The amount of the settlement was not immediately disclosed.
It's the latest in a series of such settlements related to the election and false claims that the results were somehow tabulated unfairly or suspiciously.
The deal came as jury selection had begun in Wilmington, Del., Thursday. Smartmatic sued Newsmax over its baseless claims of election fraud and filed a similar suit against Fox News, which also furthered unsupported claims that the contest had been "stolen" from President Donald Trump. No claims of widespread vote ballot tampering or voter machine malfunctions or irregularities were proven.
"Accordingly, statements regarding Smartmatic software or voting machines altering the results of the election are factually false," Judge Eric Davis of the Superior Court of the State of Delaware in his 57-page decision. "Reports and investigations conducted by multiple state and federal agencies since the election universally come to the same conclusion,"
"Newsmax is pleased to announce it has resolved the litigation brought by Smartmatic through a confidential settlement," the network said in a statement.
The suit had been scheduled to go to trial this month, and opening statements were slated for Monday.
"Lying to the American people has consequences," Smartmatic lawyer Erik Connolly said in a statement. "Smartmatic will not stop until the perpetrators are held accountable" Connolly added, referring to Newsmax.
Newsmax stood by its charges that the election was not counted fairly and that Smartmatic machines were to blame, claims it argued were protected by the First Amendment.
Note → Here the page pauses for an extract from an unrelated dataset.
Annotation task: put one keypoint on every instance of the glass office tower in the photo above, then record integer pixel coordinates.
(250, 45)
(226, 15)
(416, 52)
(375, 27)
"This is a case that is a bet-your-company case for Newsmax," Howard Cooper, a Newsmax attorney said at a recent pretrial hearing.
As the trial date approached, Smartmatic significantly dropped its demands from nearly $1 billion to about $370 million. A Delaware Superior Court judge ruled that Smartmatic could only sue for provable losses and not "punitive damages" which prompted Smartmatic to reduce its damages request.
Smartmatic has also argued President Donald Trump, Newsmax and Fox News had damaged the voting machine company's reputation, resulting in the initial $1 billion demand.
The cable operator stood to be responsible for tens of millions of dollars in damages to Smartmatic if it had lost the trial, fines and fees that could have imperiled Newsmax's future. In its suit, Smartmatic argued that Newsmax tried to lure viewers from Fox News, a competitor, by stoking false claims of election fraud, and claiming Smartmatic machines were "rigged."
The trial had been expected to last a month or more.
Dominion Voting Systems reached a $787 million settlement with Fox News in a separate case last year. Dominion initially sued Fox News for $1.6 billion in the election-related defamation lawsuit.